# Nu tool 1500 table saw and router question



## thecoder (May 23, 2011)

Hello folks

I have been given a Nu tool 1500 table saw and know nothing about it....it has no manual....  ..my question is it looks like there is a facility to mount a router to it ....if so how would I attach a cheap router please.....On the other side ..there are some square slots that look like the would take a jigsaw...or am I barking up the wrong tree...
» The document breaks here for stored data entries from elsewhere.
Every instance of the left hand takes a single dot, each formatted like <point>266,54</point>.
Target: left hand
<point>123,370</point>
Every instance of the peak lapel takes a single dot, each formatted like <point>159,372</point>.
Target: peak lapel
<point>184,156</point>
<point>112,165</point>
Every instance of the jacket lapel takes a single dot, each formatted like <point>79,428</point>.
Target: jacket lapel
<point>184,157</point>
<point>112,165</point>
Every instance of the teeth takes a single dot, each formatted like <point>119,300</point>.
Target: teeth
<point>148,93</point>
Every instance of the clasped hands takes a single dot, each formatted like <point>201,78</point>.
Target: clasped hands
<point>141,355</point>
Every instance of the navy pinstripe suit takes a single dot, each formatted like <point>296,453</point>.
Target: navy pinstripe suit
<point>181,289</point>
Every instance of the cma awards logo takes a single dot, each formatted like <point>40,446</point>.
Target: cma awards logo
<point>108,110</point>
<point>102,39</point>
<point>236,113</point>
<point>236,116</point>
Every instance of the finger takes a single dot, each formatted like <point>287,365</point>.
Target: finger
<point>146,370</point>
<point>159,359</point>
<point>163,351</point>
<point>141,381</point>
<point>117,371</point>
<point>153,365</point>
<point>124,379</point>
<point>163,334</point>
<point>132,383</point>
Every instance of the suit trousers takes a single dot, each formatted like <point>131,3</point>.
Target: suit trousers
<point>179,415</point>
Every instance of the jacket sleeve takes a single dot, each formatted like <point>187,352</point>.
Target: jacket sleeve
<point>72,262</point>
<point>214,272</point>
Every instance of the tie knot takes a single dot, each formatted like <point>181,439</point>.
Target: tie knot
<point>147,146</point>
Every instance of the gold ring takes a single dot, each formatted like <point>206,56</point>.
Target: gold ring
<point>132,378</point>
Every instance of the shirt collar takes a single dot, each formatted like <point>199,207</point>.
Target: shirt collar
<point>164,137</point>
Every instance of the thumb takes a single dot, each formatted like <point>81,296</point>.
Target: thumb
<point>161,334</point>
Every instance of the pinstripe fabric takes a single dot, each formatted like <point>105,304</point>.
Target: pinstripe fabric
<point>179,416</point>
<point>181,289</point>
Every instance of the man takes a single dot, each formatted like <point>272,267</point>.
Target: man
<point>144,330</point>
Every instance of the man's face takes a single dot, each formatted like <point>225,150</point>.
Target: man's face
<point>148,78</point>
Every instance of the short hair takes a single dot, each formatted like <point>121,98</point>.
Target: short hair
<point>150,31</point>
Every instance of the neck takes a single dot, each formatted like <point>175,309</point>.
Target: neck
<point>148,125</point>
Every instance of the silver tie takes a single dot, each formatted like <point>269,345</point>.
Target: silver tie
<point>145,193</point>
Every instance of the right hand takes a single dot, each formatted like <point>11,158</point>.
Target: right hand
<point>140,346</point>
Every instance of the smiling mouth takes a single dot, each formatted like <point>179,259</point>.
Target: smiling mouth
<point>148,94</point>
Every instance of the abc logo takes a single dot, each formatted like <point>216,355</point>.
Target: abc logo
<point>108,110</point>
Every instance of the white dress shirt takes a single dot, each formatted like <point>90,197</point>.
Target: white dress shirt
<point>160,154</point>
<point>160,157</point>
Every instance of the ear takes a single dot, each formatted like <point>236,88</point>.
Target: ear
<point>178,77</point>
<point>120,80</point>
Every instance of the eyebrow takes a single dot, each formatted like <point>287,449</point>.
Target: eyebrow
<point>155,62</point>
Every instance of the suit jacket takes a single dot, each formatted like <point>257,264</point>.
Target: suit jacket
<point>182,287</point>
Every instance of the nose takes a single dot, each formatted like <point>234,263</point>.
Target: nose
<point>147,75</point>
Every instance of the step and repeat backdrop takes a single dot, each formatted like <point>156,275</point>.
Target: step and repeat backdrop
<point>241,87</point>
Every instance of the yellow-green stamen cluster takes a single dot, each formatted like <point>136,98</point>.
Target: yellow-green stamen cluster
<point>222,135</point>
any feedback would be great please....

regards

Dave


----------



## mpbc48 (Sep 17, 2010)

Hi,

Any chance you could post some pictures?

Mike


----------



## istracpsboss (Sep 14, 2008)

Hi Dave

I'd check some other firm's pages to see if they offer a manual. Nu-Tool stuff is generic and likely the same as offerings from people like Machine Mart, Axminster or SIP.

Cheers

Peter


----------



## thecoder (May 23, 2011)

mpbc48 said:


> Hi,
> 
> Any chance you could post some pictures?
> 
> Mike


Pics here I hope Mike....

http://i56.photobucket.com/albums/g191/thecoder0/IMAG0078.jpg

http://i56.photobucket.com/albums/g191/thecoder0/IMAG0079.jpg


----------